Ливанов прекрасно понимал это, но представление об офицерской чести еще не выветрилось из его души – с большим трудом он пробирается в осажденный губернский центр, является к другу и однокашнику Перхурову.
Тот был немало удивлен и растроган верностью Ливанова их общему делу – сам Перхуров в это время уже начинал подумывать о бегстве из обреченного города.
В благодарность за проявленное мужество руководитель мятежа назначает полковника-артиллериста на более безопасную должность – комендантом переправы через Волгу. Неподалеку, растянутая на тросах, стояла баржа смерти, с которой доносились крики и стоны голодных, израненных заключенных. По ночам это действовало на нервы, и тогда полковник Ливанов сам подходил к укрепленному на дебаркадере пулемету и делал в сторону баржи несколько очередей.
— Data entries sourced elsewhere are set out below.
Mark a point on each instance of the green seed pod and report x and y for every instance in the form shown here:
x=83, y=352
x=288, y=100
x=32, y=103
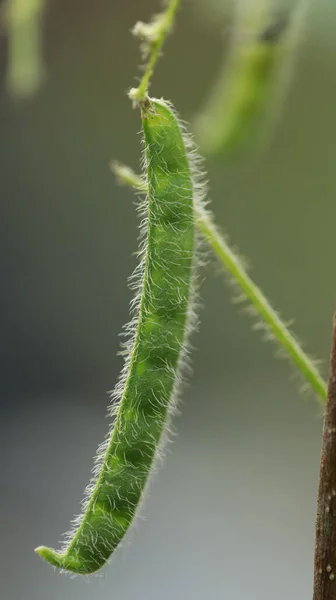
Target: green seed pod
x=146, y=392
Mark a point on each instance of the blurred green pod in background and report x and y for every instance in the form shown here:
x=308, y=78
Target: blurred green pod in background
x=252, y=80
x=25, y=68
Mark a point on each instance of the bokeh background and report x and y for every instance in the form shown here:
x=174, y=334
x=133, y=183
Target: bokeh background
x=231, y=512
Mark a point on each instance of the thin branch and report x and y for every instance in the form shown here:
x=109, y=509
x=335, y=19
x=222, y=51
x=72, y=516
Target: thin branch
x=153, y=36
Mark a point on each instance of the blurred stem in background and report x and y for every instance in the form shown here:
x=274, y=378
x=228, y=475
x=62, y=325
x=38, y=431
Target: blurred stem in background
x=252, y=81
x=233, y=264
x=25, y=69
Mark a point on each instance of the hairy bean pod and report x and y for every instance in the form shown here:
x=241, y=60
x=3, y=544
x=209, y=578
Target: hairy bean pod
x=155, y=352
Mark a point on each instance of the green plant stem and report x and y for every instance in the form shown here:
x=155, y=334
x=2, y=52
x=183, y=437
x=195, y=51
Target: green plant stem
x=154, y=35
x=234, y=266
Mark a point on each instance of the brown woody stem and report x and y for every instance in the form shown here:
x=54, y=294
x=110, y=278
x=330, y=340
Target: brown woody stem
x=325, y=545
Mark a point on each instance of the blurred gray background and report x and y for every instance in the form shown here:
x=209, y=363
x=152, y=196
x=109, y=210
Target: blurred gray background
x=231, y=512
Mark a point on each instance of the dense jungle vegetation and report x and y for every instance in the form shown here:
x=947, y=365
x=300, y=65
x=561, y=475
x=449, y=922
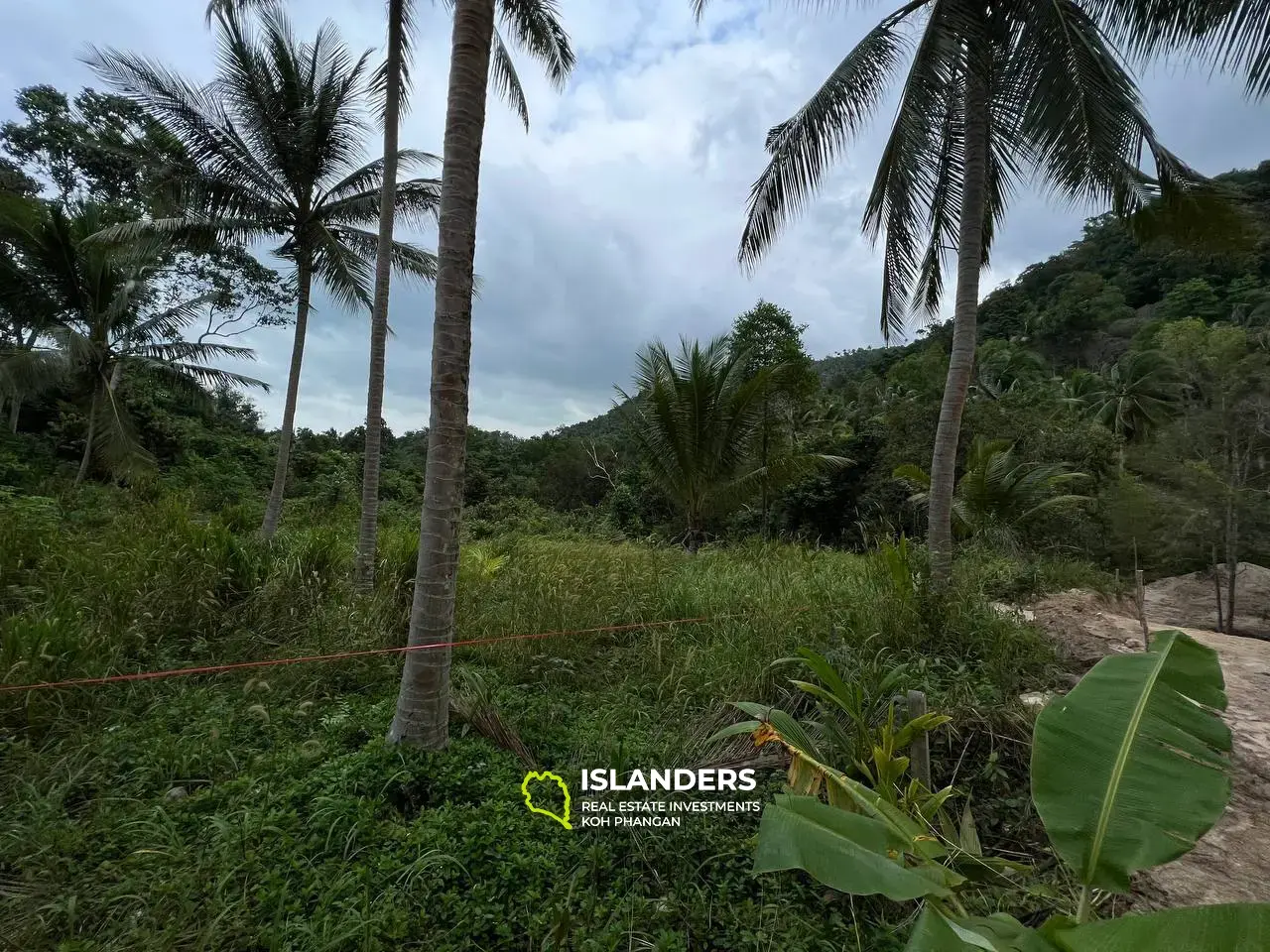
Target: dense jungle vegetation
x=1116, y=417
Иногда крики стихали, порой долетали новые стоны.
Вскоре Заволжье оказалось у красных, и комендант переправы Зыков – под этой фамилией знали полковника в городе – оказался не у дел. Казалось бы, самое время – взять винтовку в руки и отправиться на передовую, наконец-то услышать, как свистят пули над собственной головой.
Но судьба и на этот раз милует Ливанова.
С награбленными миллионами в саквояже Перхуров бежит из города, якобы с целью собрать подкрепление. В последний момент, уже перед самым отплытием парохода, он вспоминает однокашника и поручает начальнику контрразведки Сурепову каким-то образом спасти его.
Конечно, можно бы взять Ливанова с собой, но Перхуров боялся, что тот неправильно истолкует его бегство и потребует возвращения в окруженный красными город.
На этот счет Перхуров глубоко ошибался – теперь Ливанов думал об одном, как вырваться из этого ада, и проклинал себя, что так неразумно сунулся в него.
Выполняя приказ Перхурова, начальник контрразведки Сурепов предложил Ливанову арестовать его, будто бы за несогласие сотрудничать с мятежниками.
Конечно, лучше бы бежать из города вместе с Перхуровым, но что делать, если не взяли? Нельзя упускать и этот шанс, иначе будет поздно. Кроме того, осторожный Ливанов понимал, что проскочить под мостом через Волгу, занятым красными, – явный риск.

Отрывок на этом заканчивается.